Alma: ‘Ja, tuurlijk. Voor mij zijn het eigenlijk twee verschillende werelden. Aan de ene kant zie ik een utopie voor me waarin mannen en vrouwen gelijkwaardig zijn en we niet meer zoveel hechten aan aanspreekvormen als meneer en mevrouw, hij of zij. Maar we leven nou eenmaal in deze wereld en als we de verschillen tussen die twee niet benadrukken zullen we nooit verder komen in de richting van die utopie, dat is de spagaat.’

Marita: ‘Daar stem ik mee in. Zoals de vrouwenquota in het bedrijfsleven, dat zou helemaal niet nodig moeten zijn, het zou normaal moeten zijn dat mannen en vrouwen gelijke kansen hebben. Maar dat is niet zo. Ik heb in sollicitatiecommissies voor hoogleraarsposten gezeten waarin ik merkte hoe mannen vrouwen uitsloten door de nadruk te leggen op een paar zwakkere punten terwijl ze dat bij mannen niet deden. Ik heb aan den lijve ondervonden hoeveel kritischer vrouwen worden bekeken bij sollicitaties. Dus ik vind het goed dat dat nu bevochten wordt, maar jammer dat het nodig is.’

 

Het debat over genderrollen wordt ineens volop gevoerd in de samenleving. Zoals hoe we bezig zijn met kinderspeelgoed.

Alma: ‘Ja, voor mijn gevoel zijn er echt dingen aan het veranderen. Dat komt in eerste instantie doordat er hard voor gestreden is door activisten en schrijvers, ik denk dat #MeToo er ook aan bijgedragen heeft. En dan gaat op gegeven moment het kapitalisme ook mee en komt Mattel met een genderneutrale barbie.’

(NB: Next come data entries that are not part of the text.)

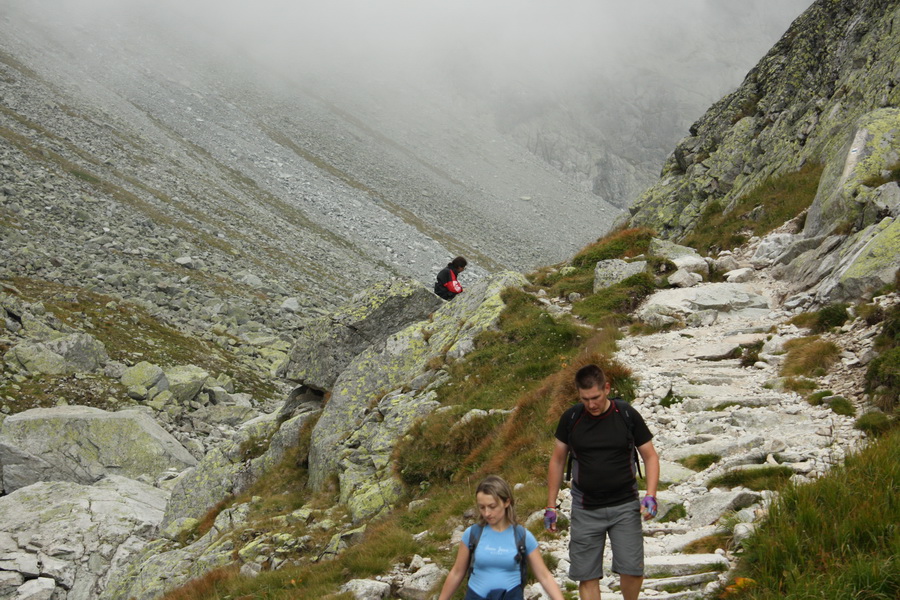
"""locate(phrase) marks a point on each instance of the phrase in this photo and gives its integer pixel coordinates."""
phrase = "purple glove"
(550, 519)
(650, 506)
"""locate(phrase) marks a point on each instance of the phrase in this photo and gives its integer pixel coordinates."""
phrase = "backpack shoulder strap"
(521, 552)
(623, 409)
(474, 536)
(570, 425)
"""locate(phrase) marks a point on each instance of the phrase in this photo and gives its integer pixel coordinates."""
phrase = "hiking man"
(446, 286)
(602, 435)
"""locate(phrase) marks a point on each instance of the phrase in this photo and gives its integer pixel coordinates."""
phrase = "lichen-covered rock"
(74, 353)
(70, 535)
(866, 262)
(367, 481)
(670, 250)
(794, 107)
(185, 382)
(145, 375)
(160, 566)
(398, 360)
(612, 271)
(727, 299)
(84, 444)
(843, 193)
(327, 345)
(225, 470)
(367, 589)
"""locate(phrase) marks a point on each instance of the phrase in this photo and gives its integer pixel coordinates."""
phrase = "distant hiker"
(602, 434)
(446, 286)
(494, 552)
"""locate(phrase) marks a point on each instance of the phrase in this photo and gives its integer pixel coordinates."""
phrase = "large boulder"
(865, 263)
(68, 536)
(612, 271)
(725, 299)
(368, 484)
(327, 345)
(84, 444)
(846, 189)
(398, 360)
(226, 470)
(74, 353)
(185, 382)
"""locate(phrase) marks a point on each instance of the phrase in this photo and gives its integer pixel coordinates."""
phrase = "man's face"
(595, 399)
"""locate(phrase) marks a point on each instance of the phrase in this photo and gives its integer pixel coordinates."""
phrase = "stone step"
(684, 581)
(677, 565)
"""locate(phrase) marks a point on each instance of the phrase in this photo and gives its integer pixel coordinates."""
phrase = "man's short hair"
(459, 263)
(589, 376)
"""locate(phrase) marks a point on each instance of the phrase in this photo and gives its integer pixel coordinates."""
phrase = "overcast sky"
(557, 43)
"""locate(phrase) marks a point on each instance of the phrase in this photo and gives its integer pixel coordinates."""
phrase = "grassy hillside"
(523, 372)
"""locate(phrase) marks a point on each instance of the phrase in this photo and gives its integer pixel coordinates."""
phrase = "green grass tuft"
(618, 299)
(809, 356)
(837, 537)
(875, 423)
(759, 212)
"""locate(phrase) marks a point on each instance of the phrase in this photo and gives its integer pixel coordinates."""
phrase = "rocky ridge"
(823, 95)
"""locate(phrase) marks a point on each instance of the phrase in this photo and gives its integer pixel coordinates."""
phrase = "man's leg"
(627, 541)
(631, 586)
(590, 589)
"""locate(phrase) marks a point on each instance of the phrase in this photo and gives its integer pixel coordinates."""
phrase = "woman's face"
(492, 509)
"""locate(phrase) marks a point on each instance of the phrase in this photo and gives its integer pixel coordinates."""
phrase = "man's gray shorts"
(589, 529)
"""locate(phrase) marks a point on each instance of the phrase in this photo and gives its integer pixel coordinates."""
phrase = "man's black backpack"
(521, 552)
(621, 408)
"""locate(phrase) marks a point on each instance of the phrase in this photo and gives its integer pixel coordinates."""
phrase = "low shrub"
(766, 207)
(618, 299)
(626, 243)
(673, 514)
(670, 399)
(835, 537)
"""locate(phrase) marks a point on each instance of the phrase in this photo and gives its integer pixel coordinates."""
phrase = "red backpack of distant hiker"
(453, 285)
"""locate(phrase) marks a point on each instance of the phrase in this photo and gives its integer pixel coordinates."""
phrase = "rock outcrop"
(83, 444)
(367, 390)
(64, 538)
(826, 94)
(327, 345)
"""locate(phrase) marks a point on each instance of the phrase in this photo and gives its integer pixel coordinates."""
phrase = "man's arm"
(555, 473)
(651, 466)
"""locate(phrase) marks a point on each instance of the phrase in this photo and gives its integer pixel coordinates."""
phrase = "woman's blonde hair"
(497, 487)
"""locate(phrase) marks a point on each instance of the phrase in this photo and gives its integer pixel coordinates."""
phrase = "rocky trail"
(698, 401)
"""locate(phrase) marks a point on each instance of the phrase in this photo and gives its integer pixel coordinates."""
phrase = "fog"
(563, 47)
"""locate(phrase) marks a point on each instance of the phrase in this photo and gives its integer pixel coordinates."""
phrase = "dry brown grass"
(809, 356)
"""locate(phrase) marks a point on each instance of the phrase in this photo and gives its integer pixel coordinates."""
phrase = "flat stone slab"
(83, 444)
(683, 564)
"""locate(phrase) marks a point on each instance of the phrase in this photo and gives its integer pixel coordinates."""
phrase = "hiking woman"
(500, 550)
(446, 286)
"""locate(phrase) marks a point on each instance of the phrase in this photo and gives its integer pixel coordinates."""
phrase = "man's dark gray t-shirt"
(603, 468)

Marita: ‘En maakt de Hema geen onderscheid meer tussen jongens- en meisjeskleren.’

Alma: ‘Dat is echt geen idealisme van hun kant, want dat zouden ze niet doen als er geen markt voor was. Maar dat die markt er kennelijk wel is, daar ben ik heel blij mee.’

 

De discussies over gender zijn wel een stuk ­heftiger geworden. We hebben het nu over dingen die tien jaar geleden helemaal geen issue waren. Hoe komt dat, denken jullie?

Marita: ‘Dat geldt niet alleen voor gender natuurlijk, maar voor meer dingen. Je kunt niet meer gewoon het woord ‘slaaf’ zeggen …’

Alma: ‘Nou, pfff, mam!’

Marita: ‘Ik noem alleen op wat er veranderd is.’

Alma: ‘Ja, maar gebruik dat woord dan niet. Nou, oké, ga verder.’

Marita: ‘… het is ‘tot slaaf gemaakte’, je kunt niet meer het oude beeld van Zwarte Piet gebruiken …’

Alma: ‘Nee, natuurlijk niet.’

Marita: ‘… en je moet zeer goed nadenken welke aanduiding je gebruikt voor gekleurde mensen. Dat is allemaal van de laatste tien jaar, we gaan voorzichtiger om met minderheden.’

Alma: ‘Het is een disbalans die recht wordt getrokken. En ik denk vooral: waarom gebeurt dat in hemelsnaam nu pas? We moeten ons schamen dat we er zo lang over hebben moeten doen.’

Denken jullie dat zonder #MeToo het debat over genderpatronen vandaag ook op deze manier gevoerd zou worden?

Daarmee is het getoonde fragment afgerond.